This idea has been nagging me at the back of my head. I was thinking of writing up an RFC, but don't want to waste my time if this has already been thought of before or if it presents more problems than it provides benefits for.
The idea: rather than requiring an API to have an explicit out parameter in a proc (e.g. for performance benefits), the special result variable could serve as an out parameter at the call site for every proc. At the callsite the result variable can be provided via a keyword argument. There is some ambiguity here: do we overwrite the user's result variable or "append" to it (e.g. if it is a container, to re-use pre-existing allocated memory).
Append is most useful convention here (IMO). The append coding convention would require implementations to rely on the default initialization (T.default) instead of an explicit initialization of result as I see in some Nim code in the wild.
Using pixie as an example:
Currently:
var p = parsePath(segA)
p.addPath(parsePath(segB)) # temp Path constructed from parsePath(segB)
With this idea:
var p2 = parsePath(segA)
parsePath(segB, result = p2) # no temp path & parsePath now does NOT return a Path
In the "Current" code p.addPath performs a .add's on the underlying seq storing path commands, see here
RVO might optimize the temporary out in the "current" code and optimize it to look like the "With the idea" code, but I think the intent is more clear with this language design idea.
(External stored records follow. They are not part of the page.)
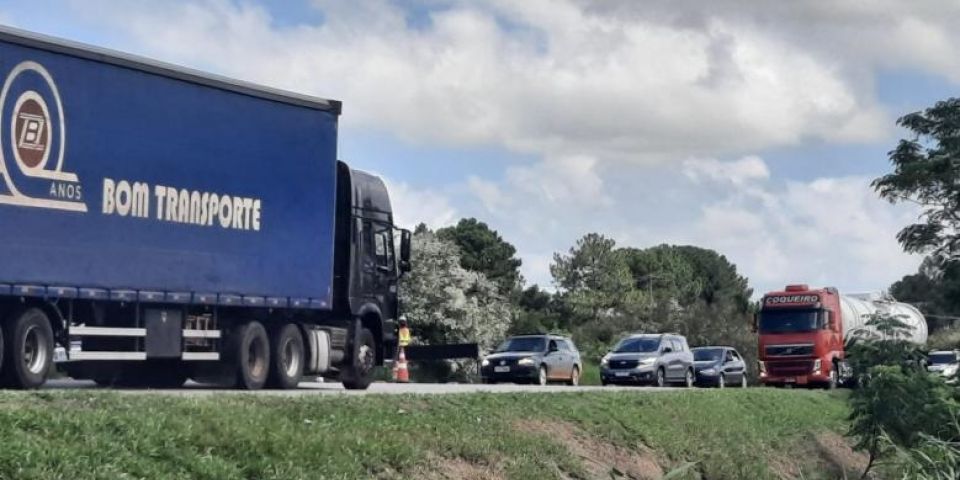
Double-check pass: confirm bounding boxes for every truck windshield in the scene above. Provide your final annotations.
[929,353,957,365]
[760,310,820,333]
[613,338,660,353]
[497,337,547,352]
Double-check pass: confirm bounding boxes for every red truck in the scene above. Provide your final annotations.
[756,285,927,388]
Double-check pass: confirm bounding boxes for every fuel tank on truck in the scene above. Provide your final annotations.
[840,294,927,345]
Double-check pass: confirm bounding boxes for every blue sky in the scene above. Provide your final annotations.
[0,0,960,291]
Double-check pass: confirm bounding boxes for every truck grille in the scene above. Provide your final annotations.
[766,360,813,377]
[767,345,813,357]
[610,360,640,370]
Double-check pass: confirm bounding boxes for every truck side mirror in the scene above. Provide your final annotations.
[399,230,412,272]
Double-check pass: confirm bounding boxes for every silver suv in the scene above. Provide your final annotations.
[600,333,696,388]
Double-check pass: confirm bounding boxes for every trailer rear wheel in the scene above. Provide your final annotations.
[2,308,53,389]
[231,321,270,390]
[267,323,306,390]
[340,328,377,390]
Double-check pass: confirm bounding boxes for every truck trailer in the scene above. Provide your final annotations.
[756,285,927,388]
[0,28,410,389]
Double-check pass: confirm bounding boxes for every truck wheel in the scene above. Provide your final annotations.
[3,308,53,389]
[340,328,377,390]
[231,320,270,390]
[267,323,305,390]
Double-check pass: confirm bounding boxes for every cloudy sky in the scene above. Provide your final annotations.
[0,0,960,292]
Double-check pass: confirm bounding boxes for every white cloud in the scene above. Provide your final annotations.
[37,0,924,162]
[680,159,920,292]
[683,156,770,186]
[0,0,940,290]
[381,177,459,228]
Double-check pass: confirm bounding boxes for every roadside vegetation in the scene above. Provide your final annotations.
[0,390,848,479]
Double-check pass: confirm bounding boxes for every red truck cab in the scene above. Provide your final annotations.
[756,285,845,388]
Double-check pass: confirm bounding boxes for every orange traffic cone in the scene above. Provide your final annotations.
[393,347,410,383]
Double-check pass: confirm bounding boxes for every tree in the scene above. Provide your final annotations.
[400,229,513,349]
[437,218,522,295]
[510,285,571,335]
[550,233,642,321]
[873,98,960,259]
[848,313,957,478]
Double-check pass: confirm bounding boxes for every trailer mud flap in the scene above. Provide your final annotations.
[144,310,183,358]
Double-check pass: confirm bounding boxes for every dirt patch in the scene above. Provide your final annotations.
[515,420,663,480]
[769,432,868,480]
[816,432,869,476]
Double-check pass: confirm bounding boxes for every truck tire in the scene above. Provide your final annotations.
[267,323,306,390]
[340,328,377,390]
[0,308,53,389]
[230,320,270,390]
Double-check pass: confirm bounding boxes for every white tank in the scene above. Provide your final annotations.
[840,294,927,345]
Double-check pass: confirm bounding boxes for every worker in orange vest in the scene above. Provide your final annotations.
[393,317,410,383]
[400,317,410,348]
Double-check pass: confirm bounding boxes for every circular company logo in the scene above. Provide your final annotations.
[10,90,51,170]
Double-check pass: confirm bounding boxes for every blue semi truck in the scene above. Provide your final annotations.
[0,28,410,389]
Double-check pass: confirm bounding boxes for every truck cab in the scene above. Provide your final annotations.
[756,285,844,388]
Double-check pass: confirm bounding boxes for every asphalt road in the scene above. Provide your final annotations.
[43,380,673,396]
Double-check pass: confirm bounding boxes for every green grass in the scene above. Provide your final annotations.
[0,390,847,479]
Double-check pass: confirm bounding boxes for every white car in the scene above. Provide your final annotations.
[927,350,960,380]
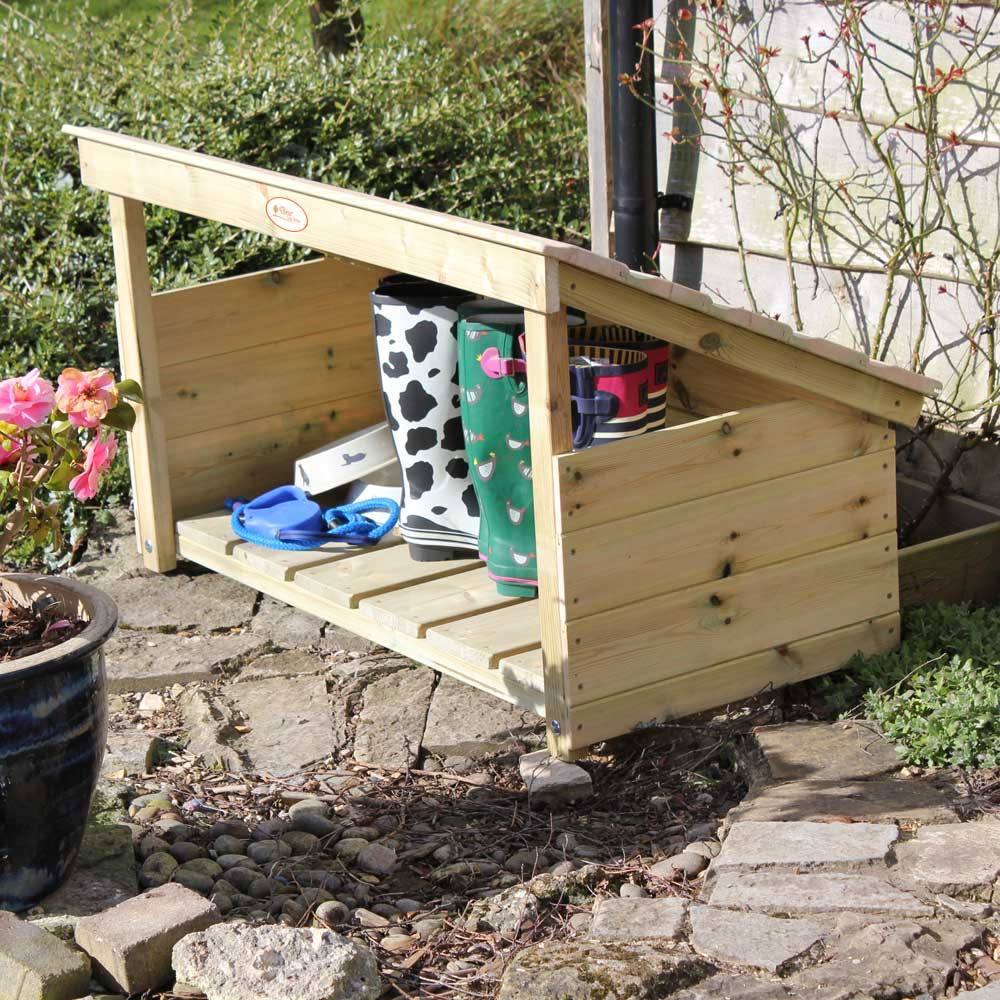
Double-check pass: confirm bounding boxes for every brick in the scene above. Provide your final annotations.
[0,912,90,1000]
[76,882,222,993]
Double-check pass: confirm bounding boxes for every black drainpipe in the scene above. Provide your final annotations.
[608,0,658,271]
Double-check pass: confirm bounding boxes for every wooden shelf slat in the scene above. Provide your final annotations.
[295,545,482,608]
[427,601,542,670]
[358,569,523,637]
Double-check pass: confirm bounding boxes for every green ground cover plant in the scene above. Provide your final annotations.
[808,604,1000,768]
[0,0,587,567]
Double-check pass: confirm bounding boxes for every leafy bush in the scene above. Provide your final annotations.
[816,604,1000,767]
[0,0,587,564]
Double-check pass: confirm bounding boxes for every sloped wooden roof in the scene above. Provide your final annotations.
[64,125,940,423]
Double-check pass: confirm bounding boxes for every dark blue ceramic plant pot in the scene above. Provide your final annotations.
[0,573,117,912]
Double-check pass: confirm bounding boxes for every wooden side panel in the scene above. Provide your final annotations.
[153,260,384,518]
[153,257,389,366]
[567,532,899,706]
[899,523,1000,606]
[561,452,896,620]
[568,613,899,749]
[557,400,892,533]
[109,195,177,573]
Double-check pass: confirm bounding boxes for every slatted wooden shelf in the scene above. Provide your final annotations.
[177,513,545,713]
[67,128,936,757]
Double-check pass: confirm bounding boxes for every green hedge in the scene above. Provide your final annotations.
[0,0,587,567]
[0,0,586,373]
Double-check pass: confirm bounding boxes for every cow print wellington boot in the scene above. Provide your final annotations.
[371,275,479,562]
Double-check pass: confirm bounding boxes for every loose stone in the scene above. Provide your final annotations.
[247,840,292,864]
[316,899,351,925]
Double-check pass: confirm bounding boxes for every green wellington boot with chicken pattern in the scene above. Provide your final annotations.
[458,309,538,597]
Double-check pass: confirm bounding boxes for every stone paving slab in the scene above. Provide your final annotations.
[222,677,335,777]
[424,677,543,758]
[105,629,266,694]
[709,871,934,917]
[726,778,958,824]
[101,573,257,632]
[754,722,903,781]
[590,896,688,941]
[896,819,1000,899]
[691,906,824,973]
[354,667,434,767]
[712,820,899,869]
[497,941,714,1000]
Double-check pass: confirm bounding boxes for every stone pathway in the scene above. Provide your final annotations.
[0,520,1000,1000]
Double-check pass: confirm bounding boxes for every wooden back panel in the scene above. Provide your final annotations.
[153,258,385,518]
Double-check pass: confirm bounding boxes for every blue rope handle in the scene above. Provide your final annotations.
[226,497,399,552]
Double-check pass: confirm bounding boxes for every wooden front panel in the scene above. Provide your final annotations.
[153,259,384,518]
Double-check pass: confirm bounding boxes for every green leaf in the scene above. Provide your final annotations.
[115,378,142,403]
[104,400,135,431]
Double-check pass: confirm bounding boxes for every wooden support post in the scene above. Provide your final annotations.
[109,195,177,573]
[583,0,611,257]
[524,306,573,759]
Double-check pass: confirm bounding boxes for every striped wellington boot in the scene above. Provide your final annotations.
[371,275,479,561]
[569,344,649,451]
[570,326,670,431]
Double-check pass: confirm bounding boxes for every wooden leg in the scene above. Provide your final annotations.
[110,195,177,573]
[525,307,573,760]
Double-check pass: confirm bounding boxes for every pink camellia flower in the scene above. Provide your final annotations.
[56,368,118,427]
[0,368,55,430]
[69,431,118,500]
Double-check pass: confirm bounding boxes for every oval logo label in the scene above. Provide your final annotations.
[265,197,309,233]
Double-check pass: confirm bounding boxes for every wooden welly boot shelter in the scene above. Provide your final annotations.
[66,128,937,757]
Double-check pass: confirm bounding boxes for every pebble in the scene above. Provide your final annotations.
[212,833,250,854]
[281,830,320,855]
[413,917,444,941]
[297,886,333,906]
[136,834,170,861]
[178,858,222,881]
[556,831,579,854]
[504,850,549,876]
[288,799,330,819]
[684,840,722,861]
[333,837,368,863]
[208,819,250,840]
[247,840,292,864]
[215,854,257,871]
[129,801,173,823]
[169,840,205,864]
[139,852,179,889]
[355,844,399,875]
[284,813,340,839]
[247,877,275,899]
[618,882,649,899]
[316,899,351,925]
[379,934,417,952]
[344,826,382,840]
[155,819,196,844]
[650,851,708,878]
[687,823,715,841]
[173,868,215,896]
[250,819,288,840]
[226,865,266,893]
[351,906,389,927]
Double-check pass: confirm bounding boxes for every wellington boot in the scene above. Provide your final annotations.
[371,275,479,561]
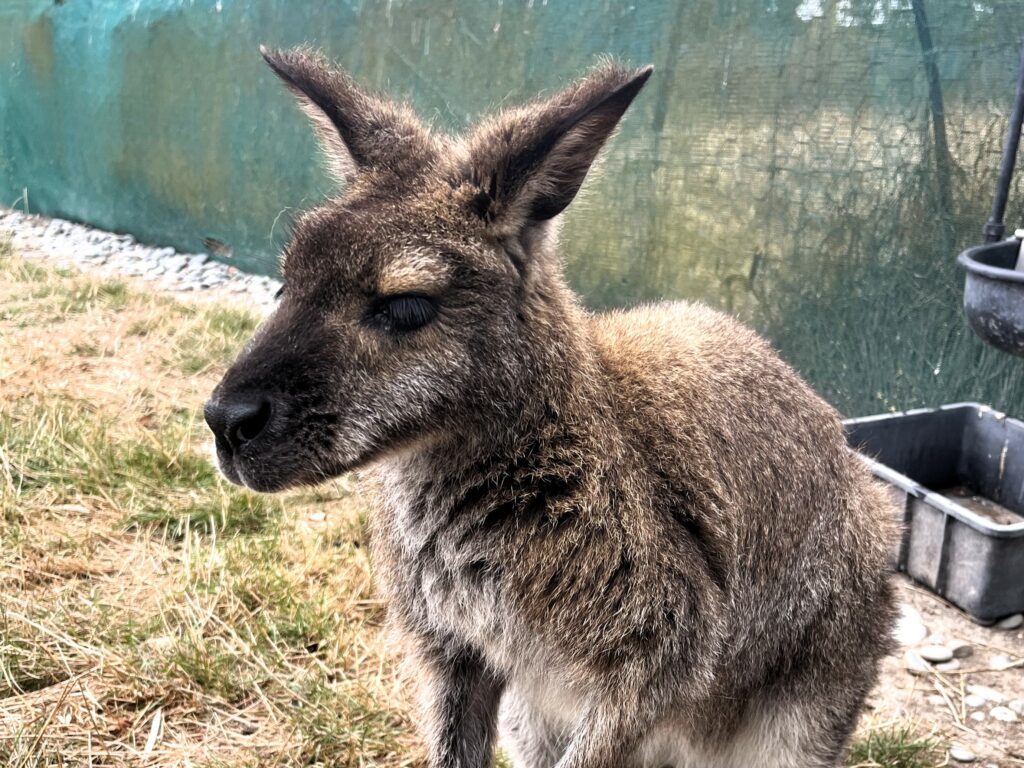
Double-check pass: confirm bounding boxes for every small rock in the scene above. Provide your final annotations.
[918,645,953,664]
[967,685,1007,703]
[949,746,978,763]
[995,613,1024,630]
[988,707,1017,723]
[948,640,974,658]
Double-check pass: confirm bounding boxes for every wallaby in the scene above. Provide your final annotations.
[206,50,895,768]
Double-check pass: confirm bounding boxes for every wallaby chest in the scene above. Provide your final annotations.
[373,462,522,663]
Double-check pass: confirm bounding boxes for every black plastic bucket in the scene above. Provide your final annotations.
[956,238,1024,356]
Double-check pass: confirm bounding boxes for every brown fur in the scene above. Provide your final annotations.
[207,51,892,768]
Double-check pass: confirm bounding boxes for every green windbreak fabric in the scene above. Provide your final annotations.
[0,0,1024,415]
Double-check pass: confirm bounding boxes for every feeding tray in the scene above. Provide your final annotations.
[845,402,1024,624]
[956,238,1024,356]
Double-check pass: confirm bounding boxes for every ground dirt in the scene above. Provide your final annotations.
[0,225,1024,768]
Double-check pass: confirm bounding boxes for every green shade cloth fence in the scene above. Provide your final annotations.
[0,0,1024,415]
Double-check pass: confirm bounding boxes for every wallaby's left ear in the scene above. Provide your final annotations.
[260,46,434,179]
[469,65,654,233]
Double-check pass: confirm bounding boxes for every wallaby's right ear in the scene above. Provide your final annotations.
[467,63,653,237]
[260,46,432,180]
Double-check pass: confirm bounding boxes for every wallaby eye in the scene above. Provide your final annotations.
[373,294,437,333]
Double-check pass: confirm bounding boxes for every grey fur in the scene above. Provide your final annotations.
[211,51,894,768]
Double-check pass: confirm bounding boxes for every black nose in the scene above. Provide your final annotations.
[203,396,270,451]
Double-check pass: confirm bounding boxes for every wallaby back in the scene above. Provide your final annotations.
[206,51,894,768]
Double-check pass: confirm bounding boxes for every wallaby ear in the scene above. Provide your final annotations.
[468,63,654,232]
[260,46,432,180]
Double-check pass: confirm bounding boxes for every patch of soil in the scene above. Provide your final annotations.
[865,575,1024,768]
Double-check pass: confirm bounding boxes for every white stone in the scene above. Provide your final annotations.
[949,746,978,763]
[948,640,974,658]
[995,613,1024,630]
[893,603,928,646]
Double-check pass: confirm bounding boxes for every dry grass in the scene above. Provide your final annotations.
[0,239,421,767]
[0,237,941,768]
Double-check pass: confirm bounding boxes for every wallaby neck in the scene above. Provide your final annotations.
[385,292,614,493]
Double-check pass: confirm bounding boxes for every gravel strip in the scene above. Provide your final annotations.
[0,208,281,314]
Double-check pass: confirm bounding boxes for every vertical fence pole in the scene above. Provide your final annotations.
[984,40,1024,243]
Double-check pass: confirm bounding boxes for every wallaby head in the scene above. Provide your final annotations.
[206,50,651,490]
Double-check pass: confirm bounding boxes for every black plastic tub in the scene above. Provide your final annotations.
[846,402,1024,624]
[956,238,1024,355]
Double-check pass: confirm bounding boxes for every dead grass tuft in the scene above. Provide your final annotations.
[0,243,421,768]
[0,240,942,768]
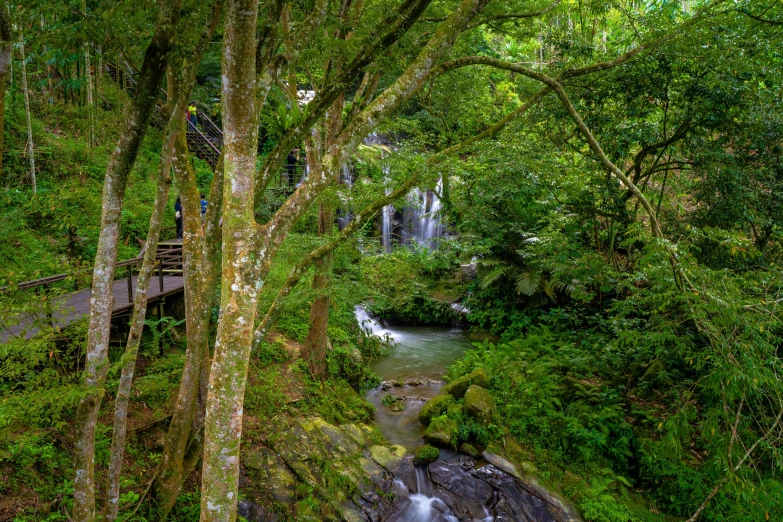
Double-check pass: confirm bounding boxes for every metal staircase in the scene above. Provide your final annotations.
[104,61,223,170]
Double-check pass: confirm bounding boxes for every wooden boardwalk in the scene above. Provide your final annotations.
[0,274,185,342]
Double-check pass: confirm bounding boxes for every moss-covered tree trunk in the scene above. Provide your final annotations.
[153,1,224,518]
[0,6,14,172]
[19,24,38,194]
[201,0,264,522]
[82,0,95,147]
[302,201,335,380]
[201,0,489,522]
[104,101,181,521]
[72,0,181,522]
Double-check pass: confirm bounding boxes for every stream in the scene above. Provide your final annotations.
[356,307,484,522]
[356,307,579,522]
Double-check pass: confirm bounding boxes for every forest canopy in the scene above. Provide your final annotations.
[0,0,783,522]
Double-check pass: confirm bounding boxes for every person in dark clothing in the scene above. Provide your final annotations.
[174,196,182,240]
[188,102,198,132]
[285,149,299,187]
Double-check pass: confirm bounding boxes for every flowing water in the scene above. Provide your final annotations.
[356,307,470,451]
[356,307,493,522]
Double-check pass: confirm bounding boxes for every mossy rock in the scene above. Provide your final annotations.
[446,402,465,419]
[419,395,452,426]
[413,444,440,466]
[442,368,489,399]
[459,442,481,459]
[465,384,495,424]
[370,440,405,471]
[424,415,457,448]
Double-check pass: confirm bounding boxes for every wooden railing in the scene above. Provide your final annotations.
[0,243,183,303]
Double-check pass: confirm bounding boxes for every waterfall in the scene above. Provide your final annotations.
[296,162,310,188]
[337,165,353,230]
[402,180,443,249]
[421,179,443,249]
[390,466,459,522]
[381,165,394,252]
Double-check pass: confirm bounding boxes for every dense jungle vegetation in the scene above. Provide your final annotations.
[0,0,783,522]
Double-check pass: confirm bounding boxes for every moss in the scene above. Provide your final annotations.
[459,442,481,459]
[413,444,440,465]
[443,368,489,399]
[465,384,495,424]
[424,415,457,448]
[419,395,453,426]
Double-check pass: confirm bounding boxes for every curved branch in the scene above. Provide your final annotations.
[421,0,561,26]
[737,9,783,25]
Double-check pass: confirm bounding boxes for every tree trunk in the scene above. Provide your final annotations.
[82,0,95,148]
[72,0,181,522]
[0,6,14,172]
[105,106,180,521]
[302,202,334,381]
[201,0,489,512]
[19,28,37,194]
[201,0,264,522]
[152,1,224,518]
[154,128,214,513]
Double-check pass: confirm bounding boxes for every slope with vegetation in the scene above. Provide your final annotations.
[0,0,783,522]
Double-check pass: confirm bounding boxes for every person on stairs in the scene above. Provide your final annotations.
[174,196,182,241]
[188,102,198,132]
[285,149,299,187]
[201,194,208,228]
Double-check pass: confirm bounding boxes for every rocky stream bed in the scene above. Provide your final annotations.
[239,313,580,522]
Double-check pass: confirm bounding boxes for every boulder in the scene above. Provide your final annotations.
[465,384,495,424]
[419,395,452,426]
[413,444,440,465]
[442,368,489,399]
[424,415,457,448]
[244,448,296,504]
[370,440,405,471]
[459,442,481,459]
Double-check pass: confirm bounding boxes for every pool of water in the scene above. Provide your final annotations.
[356,307,470,451]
The implementation of parsePath would have to change from:
proc parsePath*(path: string): Path {.raises: [PixieError].} =
## Converts a SVG style path string into seq of commands.
result = newPath()
...
to:
proc parsePath*(path: string): Path {.raises: [PixieError].} =
## Converts a SVG style path string into seq of commands.
# assume result is initialized
...
Note in this case, proc newPath*() = Path() (see), i.e. Path.default
Potential problems or reasons to be against this idea:
What are your thoughts? Has this been thought of before?
Change the behavior of the libraries you're using without modifying their code?
Yes, literally this. This is the same in concept to sugar.dup but in the inverse situation. Of course sugar.dup is not as brittle. Well, sugar.dup is brittle in the sense that not everyone uses this API design pattern.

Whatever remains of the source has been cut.